Le courant en sortie du générateur assume la forme type d’une onde sinusoïdale dont la polarité change à intervalles réguliers, avec une fréquence allant de 50 à 60 cycles par seconde (Hertz). Cette dernière est obtenue au moyen d’un transformateur permettant de transformer le courant secteur en un courant de soudage adéquat. Caractéristique des postes de soudure électromécaniques.

b) générateur à courant continu CC (direct current)

Le courant en sortie du générateur présente une forme d’onde continue obtenue au moyen d’un dispositif dit redresseur, installé en aval du transformateur, et permettant la conversion du courant/tension d’alternatif à continu. Cette sortie est caractéristique des générateurs à SCR et à onduleur.

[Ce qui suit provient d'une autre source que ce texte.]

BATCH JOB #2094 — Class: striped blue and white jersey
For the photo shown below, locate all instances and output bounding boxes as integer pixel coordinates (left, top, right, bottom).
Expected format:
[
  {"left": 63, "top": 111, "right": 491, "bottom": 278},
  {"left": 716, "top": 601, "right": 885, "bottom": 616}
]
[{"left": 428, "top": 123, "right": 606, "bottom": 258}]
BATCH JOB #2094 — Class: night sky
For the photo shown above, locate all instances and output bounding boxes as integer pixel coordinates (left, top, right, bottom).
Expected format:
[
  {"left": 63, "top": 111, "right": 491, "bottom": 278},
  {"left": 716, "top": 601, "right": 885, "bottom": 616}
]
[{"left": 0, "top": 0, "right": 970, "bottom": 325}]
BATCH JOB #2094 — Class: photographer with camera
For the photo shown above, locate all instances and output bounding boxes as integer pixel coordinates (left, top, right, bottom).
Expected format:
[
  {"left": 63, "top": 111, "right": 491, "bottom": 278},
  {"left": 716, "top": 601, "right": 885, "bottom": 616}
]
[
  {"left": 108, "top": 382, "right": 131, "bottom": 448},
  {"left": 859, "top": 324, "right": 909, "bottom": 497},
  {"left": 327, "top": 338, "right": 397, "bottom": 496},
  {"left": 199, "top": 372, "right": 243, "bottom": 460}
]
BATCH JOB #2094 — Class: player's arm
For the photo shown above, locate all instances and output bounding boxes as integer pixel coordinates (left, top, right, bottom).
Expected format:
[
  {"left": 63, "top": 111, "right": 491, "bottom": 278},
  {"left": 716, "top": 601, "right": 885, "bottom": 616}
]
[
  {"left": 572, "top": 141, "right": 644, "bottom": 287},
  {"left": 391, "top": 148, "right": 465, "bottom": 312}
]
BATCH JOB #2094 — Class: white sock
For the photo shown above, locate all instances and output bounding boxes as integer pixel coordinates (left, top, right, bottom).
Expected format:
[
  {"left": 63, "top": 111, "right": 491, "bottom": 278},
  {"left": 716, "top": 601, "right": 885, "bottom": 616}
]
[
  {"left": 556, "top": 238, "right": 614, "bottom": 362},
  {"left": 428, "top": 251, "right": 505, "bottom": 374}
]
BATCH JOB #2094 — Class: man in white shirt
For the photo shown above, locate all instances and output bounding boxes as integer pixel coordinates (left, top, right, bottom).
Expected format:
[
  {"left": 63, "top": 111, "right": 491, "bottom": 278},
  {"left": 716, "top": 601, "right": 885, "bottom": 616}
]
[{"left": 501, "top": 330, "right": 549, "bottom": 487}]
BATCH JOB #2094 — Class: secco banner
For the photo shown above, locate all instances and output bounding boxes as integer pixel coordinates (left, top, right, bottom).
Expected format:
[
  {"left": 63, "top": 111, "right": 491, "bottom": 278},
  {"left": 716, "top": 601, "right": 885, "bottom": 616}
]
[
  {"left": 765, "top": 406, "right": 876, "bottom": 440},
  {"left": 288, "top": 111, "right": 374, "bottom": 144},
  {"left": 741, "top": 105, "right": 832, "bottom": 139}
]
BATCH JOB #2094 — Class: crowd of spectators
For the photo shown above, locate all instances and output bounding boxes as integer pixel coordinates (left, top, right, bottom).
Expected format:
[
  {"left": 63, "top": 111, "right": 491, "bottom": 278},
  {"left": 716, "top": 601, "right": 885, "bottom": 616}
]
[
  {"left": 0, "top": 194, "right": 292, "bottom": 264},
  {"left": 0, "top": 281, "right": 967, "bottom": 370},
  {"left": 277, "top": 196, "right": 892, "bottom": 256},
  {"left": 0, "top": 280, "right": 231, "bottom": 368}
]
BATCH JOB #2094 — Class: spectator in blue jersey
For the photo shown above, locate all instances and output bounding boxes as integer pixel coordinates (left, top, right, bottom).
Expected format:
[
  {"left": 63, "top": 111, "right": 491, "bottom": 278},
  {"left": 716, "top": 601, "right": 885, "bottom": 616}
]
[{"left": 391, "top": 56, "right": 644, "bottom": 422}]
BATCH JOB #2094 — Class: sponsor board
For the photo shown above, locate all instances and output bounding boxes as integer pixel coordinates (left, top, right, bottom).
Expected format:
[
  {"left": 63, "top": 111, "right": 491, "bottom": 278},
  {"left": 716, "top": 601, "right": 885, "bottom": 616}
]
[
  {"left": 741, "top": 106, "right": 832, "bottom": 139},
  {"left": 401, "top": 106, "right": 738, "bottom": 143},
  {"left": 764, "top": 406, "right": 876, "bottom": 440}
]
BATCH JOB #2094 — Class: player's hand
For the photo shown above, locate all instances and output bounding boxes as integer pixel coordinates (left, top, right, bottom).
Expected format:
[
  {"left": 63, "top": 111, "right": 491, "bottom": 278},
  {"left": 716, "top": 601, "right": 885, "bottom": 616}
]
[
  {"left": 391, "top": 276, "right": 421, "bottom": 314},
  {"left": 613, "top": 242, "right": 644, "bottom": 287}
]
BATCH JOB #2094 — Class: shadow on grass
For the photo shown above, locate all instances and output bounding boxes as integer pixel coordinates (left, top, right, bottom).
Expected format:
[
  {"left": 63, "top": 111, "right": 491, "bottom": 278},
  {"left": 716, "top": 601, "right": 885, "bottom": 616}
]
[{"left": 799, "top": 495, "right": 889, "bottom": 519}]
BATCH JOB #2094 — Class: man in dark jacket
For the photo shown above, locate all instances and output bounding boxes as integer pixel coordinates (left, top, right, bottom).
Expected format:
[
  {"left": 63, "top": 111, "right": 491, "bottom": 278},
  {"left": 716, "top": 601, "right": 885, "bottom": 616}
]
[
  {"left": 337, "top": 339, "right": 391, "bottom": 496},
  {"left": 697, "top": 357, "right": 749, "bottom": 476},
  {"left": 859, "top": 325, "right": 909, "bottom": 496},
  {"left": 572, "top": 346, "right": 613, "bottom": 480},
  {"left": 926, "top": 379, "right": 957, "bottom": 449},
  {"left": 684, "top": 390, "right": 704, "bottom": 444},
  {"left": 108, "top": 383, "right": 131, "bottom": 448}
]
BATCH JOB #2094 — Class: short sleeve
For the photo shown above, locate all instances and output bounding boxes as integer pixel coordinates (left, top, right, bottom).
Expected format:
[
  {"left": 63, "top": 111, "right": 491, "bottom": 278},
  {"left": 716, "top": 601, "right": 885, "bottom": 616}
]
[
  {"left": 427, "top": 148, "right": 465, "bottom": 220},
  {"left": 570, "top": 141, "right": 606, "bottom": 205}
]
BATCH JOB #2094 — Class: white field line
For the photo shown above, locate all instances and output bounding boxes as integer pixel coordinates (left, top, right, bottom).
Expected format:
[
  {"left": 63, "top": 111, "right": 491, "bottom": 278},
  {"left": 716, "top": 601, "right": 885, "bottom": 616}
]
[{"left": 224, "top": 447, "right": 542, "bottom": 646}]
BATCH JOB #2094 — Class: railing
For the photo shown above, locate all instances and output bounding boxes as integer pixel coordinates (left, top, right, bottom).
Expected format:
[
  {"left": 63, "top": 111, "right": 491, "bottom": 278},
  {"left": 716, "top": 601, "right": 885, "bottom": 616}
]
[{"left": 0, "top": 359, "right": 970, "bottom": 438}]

Dans l’hypothèse où le circuit de soudage est composé d’un générateur de courant continu (CC), une classification supplémentaire peut être introduite en fonction du mode de connexion des pôles du courant de soudage au matériel à souder :

  • connexion en polarité inverse

La connexion en polarité inverse s’effectue en connectant le câble de pince (avec pince porte-électrode) au pôle positif (+) de la source de soudage, et le câble de masse (avec pince de masse) au pôle négatif (-) de la source. L’arc électrique concentre essentiellement la chaleur produite sur l’extrémité de l’électrode. Chaque type d’électrode nécessite une progression de courant spécifique (CA ou CC) et, dans le cas du CC, une polarité spécifique: le choix de l’électrode dépend donc également du type de générateur utilisé. Une utilisation incorrecte entraîne des problèmes de stabilité de l’arc et compromet donc la qualité du soudage.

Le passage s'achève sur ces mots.